Speaking on Matt Stephens’ podcast, Riccitello was blunt about how he races. “During races, I basically do not use a power meter or heart rate monitor at all,” he explained. “I do not look at them to make decisions. After the race, I do check it. In training, I do look at the numbers again, but not during races themselves.”Racing by feel in a numbers era

That distinction matters. Riccitello is not rejecting data outright. He trains with it, analyses it afterwards and understands its value. What he resists is allowing numbers to dictate decisions in the heat of competition.

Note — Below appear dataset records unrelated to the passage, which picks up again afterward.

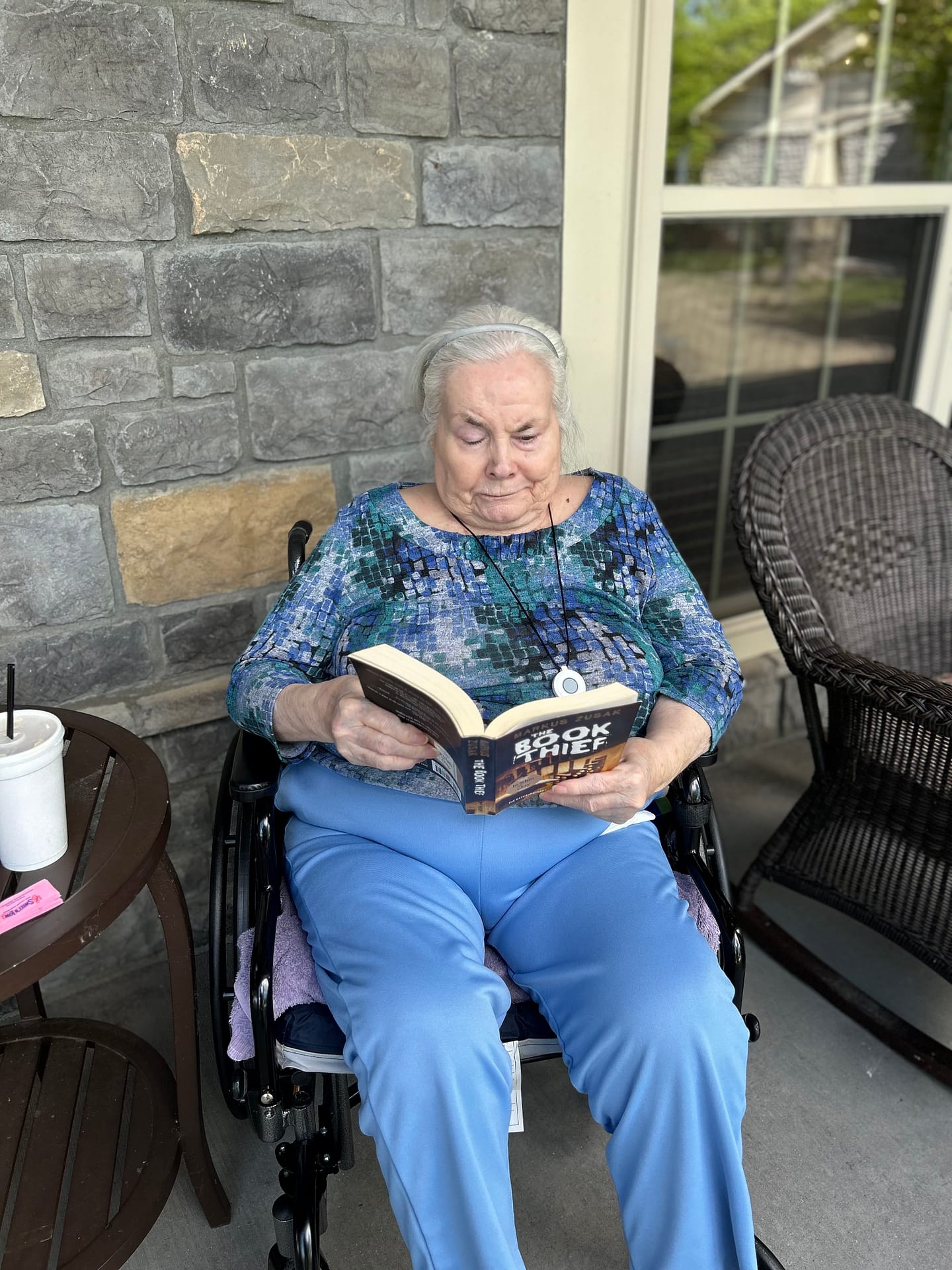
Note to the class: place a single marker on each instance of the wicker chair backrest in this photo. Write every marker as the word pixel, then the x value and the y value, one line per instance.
pixel 843 512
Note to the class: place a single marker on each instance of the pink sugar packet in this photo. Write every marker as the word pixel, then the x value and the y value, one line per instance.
pixel 36 900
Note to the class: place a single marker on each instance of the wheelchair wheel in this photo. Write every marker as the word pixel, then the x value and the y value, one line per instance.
pixel 230 907
pixel 766 1260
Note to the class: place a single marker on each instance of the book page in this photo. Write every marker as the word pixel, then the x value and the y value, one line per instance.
pixel 516 1121
pixel 448 698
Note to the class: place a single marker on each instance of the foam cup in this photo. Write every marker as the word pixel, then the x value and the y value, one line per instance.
pixel 32 795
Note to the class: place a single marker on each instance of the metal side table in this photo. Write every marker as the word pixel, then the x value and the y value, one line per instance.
pixel 92 1121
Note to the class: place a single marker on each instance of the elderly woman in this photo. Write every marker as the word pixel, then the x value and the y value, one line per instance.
pixel 506 573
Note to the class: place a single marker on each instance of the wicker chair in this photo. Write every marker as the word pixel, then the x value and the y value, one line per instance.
pixel 843 513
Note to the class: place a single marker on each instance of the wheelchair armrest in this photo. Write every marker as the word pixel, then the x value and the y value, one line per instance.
pixel 255 769
pixel 706 760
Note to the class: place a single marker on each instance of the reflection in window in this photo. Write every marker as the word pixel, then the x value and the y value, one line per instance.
pixel 804 93
pixel 762 316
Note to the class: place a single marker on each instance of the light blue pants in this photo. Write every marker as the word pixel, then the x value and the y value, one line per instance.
pixel 397 893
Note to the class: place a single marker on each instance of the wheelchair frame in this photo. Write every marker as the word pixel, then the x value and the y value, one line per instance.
pixel 245 880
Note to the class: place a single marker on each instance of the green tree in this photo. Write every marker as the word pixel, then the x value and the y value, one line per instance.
pixel 714 41
pixel 920 71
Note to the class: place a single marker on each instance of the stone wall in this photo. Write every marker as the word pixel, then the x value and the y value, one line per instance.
pixel 223 226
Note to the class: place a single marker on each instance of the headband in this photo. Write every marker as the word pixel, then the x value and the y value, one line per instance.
pixel 479 331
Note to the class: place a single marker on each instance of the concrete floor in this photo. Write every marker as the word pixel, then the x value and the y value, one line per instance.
pixel 848 1148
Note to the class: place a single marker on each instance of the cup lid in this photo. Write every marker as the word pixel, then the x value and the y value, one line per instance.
pixel 31 728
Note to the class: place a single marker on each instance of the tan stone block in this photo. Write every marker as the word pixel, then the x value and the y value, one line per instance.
pixel 216 538
pixel 20 390
pixel 240 181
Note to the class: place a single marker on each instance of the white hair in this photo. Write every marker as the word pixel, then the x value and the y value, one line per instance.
pixel 429 370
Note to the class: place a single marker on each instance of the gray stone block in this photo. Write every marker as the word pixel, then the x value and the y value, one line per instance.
pixel 193 752
pixel 429 277
pixel 298 183
pixel 204 379
pixel 524 17
pixel 492 186
pixel 430 15
pixel 54 567
pixel 88 294
pixel 100 187
pixel 11 320
pixel 175 444
pixel 329 403
pixel 393 12
pixel 48 461
pixel 234 298
pixel 74 60
pixel 399 85
pixel 207 636
pixel 382 466
pixel 253 67
pixel 180 706
pixel 509 89
pixel 63 667
pixel 99 376
pixel 190 849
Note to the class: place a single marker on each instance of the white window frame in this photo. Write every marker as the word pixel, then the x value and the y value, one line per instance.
pixel 619 56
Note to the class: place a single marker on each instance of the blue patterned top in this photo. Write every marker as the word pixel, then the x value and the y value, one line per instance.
pixel 382 575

That philosophy runs counter to the system that has defined elite stage racing for more than a decade. The rise of Team Sky and later INEOS reshaped the peloton. Power meters moved from optional tools to essential equipment. Mountain pacing became pre-planned. Effort was managed, capped and controlled. Riding without numbers in a Grand Tour GC role became almost unthinkable.

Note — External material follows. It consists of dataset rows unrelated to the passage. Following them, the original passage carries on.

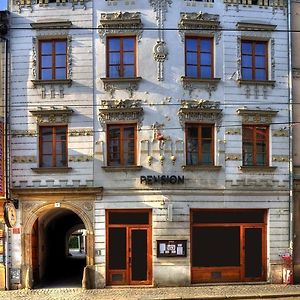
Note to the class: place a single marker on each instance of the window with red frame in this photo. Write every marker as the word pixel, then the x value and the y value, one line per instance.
pixel 254 60
pixel 121 57
pixel 53 146
pixel 255 145
pixel 199 57
pixel 53 59
pixel 200 144
pixel 121 145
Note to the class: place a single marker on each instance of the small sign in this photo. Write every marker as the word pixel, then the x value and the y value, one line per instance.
pixel 166 248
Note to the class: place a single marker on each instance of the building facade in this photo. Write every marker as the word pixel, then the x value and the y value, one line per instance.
pixel 159 127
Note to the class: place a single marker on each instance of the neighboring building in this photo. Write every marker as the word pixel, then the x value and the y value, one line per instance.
pixel 163 134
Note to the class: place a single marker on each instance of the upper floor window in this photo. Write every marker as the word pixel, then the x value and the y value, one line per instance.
pixel 53 146
pixel 121 145
pixel 255 145
pixel 53 59
pixel 199 57
pixel 254 60
pixel 200 144
pixel 121 57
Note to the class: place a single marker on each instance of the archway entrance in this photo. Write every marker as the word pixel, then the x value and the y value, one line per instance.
pixel 58 243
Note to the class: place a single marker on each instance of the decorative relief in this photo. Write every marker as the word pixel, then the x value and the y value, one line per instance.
pixel 233 131
pixel 117 110
pixel 120 22
pixel 80 158
pixel 23 159
pixel 199 110
pixel 52 115
pixel 233 156
pixel 254 116
pixel 282 132
pixel 280 158
pixel 199 23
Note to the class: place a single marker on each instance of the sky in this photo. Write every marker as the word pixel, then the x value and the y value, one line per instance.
pixel 3 4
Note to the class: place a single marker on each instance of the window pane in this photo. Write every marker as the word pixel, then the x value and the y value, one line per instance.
pixel 191 58
pixel 191 44
pixel 128 44
pixel 205 72
pixel 191 71
pixel 128 58
pixel 205 45
pixel 260 48
pixel 114 44
pixel 46 48
pixel 46 62
pixel 260 74
pixel 60 73
pixel 246 48
pixel 114 58
pixel 246 74
pixel 60 47
pixel 60 61
pixel 46 74
pixel 128 71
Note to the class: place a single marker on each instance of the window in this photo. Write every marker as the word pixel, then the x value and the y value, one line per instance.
pixel 121 57
pixel 53 146
pixel 255 145
pixel 53 59
pixel 199 57
pixel 121 145
pixel 200 144
pixel 254 60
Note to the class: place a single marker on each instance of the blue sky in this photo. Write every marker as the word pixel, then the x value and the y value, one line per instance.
pixel 3 4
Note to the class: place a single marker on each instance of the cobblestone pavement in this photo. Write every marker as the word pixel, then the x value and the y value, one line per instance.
pixel 133 293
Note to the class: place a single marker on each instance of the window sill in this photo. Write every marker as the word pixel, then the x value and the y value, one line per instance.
pixel 257 82
pixel 122 168
pixel 201 168
pixel 52 170
pixel 54 81
pixel 257 168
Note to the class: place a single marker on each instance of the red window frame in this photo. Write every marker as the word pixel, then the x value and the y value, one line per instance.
pixel 54 141
pixel 254 139
pixel 119 152
pixel 122 52
pixel 200 63
pixel 199 151
pixel 53 55
pixel 254 58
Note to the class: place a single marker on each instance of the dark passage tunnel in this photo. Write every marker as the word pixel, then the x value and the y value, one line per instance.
pixel 60 266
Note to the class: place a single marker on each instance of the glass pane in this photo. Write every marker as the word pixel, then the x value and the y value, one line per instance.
pixel 205 45
pixel 247 61
pixel 128 71
pixel 114 44
pixel 46 48
pixel 246 48
pixel 60 47
pixel 260 74
pixel 191 71
pixel 260 48
pixel 260 62
pixel 191 58
pixel 128 44
pixel 205 72
pixel 46 62
pixel 128 58
pixel 60 73
pixel 191 44
pixel 46 74
pixel 114 58
pixel 60 61
pixel 246 74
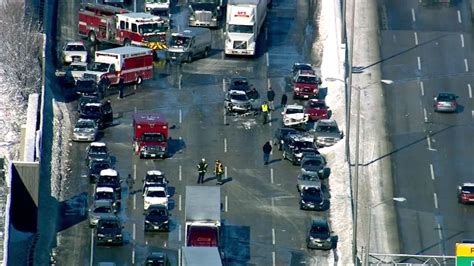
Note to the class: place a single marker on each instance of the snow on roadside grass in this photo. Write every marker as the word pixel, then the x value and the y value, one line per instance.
pixel 340 213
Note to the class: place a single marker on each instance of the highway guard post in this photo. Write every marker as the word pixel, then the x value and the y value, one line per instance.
pixel 464 254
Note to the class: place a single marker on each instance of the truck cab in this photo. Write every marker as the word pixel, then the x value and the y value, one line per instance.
pixel 150 138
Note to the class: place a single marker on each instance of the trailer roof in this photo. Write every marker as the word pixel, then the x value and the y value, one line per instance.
pixel 201 256
pixel 142 118
pixel 203 203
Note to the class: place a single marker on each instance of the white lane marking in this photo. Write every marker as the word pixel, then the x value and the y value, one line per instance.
pixel 134 231
pixel 432 172
pixel 273 236
pixel 134 201
pixel 92 248
pixel 226 204
pixel 271 175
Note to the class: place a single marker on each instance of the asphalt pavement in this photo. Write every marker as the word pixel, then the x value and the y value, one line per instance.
pixel 262 221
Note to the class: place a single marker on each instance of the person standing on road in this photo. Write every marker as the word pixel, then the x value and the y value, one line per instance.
pixel 265 112
pixel 202 169
pixel 267 149
pixel 219 171
pixel 271 98
pixel 284 100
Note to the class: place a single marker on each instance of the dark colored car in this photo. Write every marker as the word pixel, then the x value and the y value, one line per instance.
pixel 298 146
pixel 157 259
pixel 157 218
pixel 109 232
pixel 281 136
pixel 315 164
pixel 96 166
pixel 313 198
pixel 446 102
pixel 317 109
pixel 101 112
pixel 96 151
pixel 320 236
pixel 466 193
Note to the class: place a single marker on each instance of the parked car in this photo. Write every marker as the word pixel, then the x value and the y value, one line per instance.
pixel 101 209
pixel 313 198
pixel 320 236
pixel 298 146
pixel 315 164
pixel 96 166
pixel 446 102
pixel 157 258
pixel 74 51
pixel 305 181
pixel 109 231
pixel 281 136
pixel 316 109
pixel 466 193
pixel 154 178
pixel 294 116
pixel 85 130
pixel 157 218
pixel 97 150
pixel 155 196
pixel 327 132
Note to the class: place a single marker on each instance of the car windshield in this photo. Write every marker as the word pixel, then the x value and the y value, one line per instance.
pixel 290 111
pixel 99 67
pixel 152 137
pixel 327 129
pixel 103 209
pixel 446 98
pixel 75 48
pixel 156 194
pixel 306 79
pixel 180 41
pixel 233 28
pixel 150 28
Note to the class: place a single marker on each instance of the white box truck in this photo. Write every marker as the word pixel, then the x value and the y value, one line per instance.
pixel 202 215
pixel 244 22
pixel 200 256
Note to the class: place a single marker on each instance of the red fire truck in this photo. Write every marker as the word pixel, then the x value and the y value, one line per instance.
pixel 150 135
pixel 103 23
pixel 130 63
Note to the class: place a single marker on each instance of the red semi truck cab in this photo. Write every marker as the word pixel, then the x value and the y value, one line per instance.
pixel 150 135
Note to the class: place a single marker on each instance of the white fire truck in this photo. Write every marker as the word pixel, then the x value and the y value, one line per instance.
pixel 103 23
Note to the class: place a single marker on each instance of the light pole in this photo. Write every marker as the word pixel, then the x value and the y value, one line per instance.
pixel 397 199
pixel 355 181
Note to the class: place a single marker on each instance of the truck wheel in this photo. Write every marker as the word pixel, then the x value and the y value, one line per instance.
pixel 92 37
pixel 139 80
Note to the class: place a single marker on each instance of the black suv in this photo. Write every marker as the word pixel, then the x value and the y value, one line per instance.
pixel 109 231
pixel 281 136
pixel 313 198
pixel 298 146
pixel 320 236
pixel 157 218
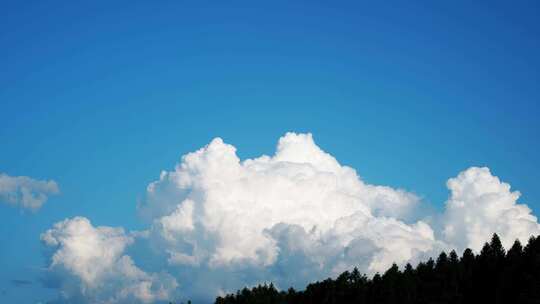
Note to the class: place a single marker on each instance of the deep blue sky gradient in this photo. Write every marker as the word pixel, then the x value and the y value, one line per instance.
pixel 102 96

Riccitello’s Vuelta was a reminder that another path still exists. On the penultimate day, he finished sixth on the Bola del Mundo, one of the race’s most unforgiving climbs. He did so without a power meter on the bike. “There were quite a few days at the Vuelta where I did not even have a power meter on my bike. Purely to make the bike a bit lighter,” he said. “On the Bola del Mundo, someone asked me how much power I had pushed on that climb. I was like, no idea.”

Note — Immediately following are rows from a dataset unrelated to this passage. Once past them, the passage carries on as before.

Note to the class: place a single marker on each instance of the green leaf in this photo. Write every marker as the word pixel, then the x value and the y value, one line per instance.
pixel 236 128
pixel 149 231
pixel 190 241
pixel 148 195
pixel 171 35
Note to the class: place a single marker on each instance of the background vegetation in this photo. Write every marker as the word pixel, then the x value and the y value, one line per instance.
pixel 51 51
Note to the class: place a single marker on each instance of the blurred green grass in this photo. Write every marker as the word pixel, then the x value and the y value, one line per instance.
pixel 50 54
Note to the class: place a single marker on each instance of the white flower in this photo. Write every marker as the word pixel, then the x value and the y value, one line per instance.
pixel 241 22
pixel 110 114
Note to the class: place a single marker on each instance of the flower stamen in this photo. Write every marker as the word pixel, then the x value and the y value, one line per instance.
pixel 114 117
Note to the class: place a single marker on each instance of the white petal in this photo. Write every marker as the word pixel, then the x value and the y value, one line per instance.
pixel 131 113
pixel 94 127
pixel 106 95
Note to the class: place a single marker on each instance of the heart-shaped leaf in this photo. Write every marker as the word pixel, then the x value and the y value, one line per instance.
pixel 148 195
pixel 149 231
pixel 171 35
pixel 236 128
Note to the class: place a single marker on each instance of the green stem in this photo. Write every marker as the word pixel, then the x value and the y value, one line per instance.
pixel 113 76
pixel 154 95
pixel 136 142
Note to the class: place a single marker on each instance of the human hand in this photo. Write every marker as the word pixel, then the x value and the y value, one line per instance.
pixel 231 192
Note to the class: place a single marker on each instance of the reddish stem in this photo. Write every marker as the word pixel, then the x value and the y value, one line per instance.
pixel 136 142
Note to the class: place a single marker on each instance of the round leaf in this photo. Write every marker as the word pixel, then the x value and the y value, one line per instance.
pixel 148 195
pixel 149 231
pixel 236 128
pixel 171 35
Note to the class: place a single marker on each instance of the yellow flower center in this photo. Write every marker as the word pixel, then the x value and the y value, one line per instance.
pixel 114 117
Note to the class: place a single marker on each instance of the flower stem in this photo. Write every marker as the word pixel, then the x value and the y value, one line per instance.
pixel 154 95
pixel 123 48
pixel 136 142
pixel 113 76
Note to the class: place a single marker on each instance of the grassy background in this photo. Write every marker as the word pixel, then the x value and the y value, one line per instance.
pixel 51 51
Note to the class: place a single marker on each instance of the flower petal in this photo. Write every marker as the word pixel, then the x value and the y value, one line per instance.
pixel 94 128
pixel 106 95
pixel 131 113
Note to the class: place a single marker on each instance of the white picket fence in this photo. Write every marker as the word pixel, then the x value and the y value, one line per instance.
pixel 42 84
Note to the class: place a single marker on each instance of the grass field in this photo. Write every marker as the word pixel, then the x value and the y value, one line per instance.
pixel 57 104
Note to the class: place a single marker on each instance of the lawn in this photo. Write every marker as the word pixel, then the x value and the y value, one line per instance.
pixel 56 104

It is not bravado. It is intent. “I am interested in data, and I do use it in training,” Riccitello added. “But in races, I do not think it is very crucial to have those numbers.”

A young rider with an old school edge

That mindset places Riccitello in a small modern minority. Pre-Sky era racing was not anti-science, but it allowed instinct to guide in race decisions. Riders learned limits in real time rather than calculating them in advance. Feel, not wattage ceilings judged attacks.

Riccitello’s strength aligns neatly with that approach. He has described his ability to absorb repeated efforts as a core asset, and it is why Grand Tours appeal most. The longer a race lasts, the more it suits him. Fifth overall in Madrid was not framed as an endpoint, but as a starting marker.

For Decathlon CMA CGM, the appeal is obvious. A climber capable of surviving and thriving deep into a three-week race, yet unshackled enough to respond when the road rather than the screen demands it.

Cycling has not abandoned data, and it never will. But Riccitello’s success suggests the sport has not eliminated space for feel, either. In a peloton still living in the shadow of Team Sky’s legacy, that balance might be his quiet edge.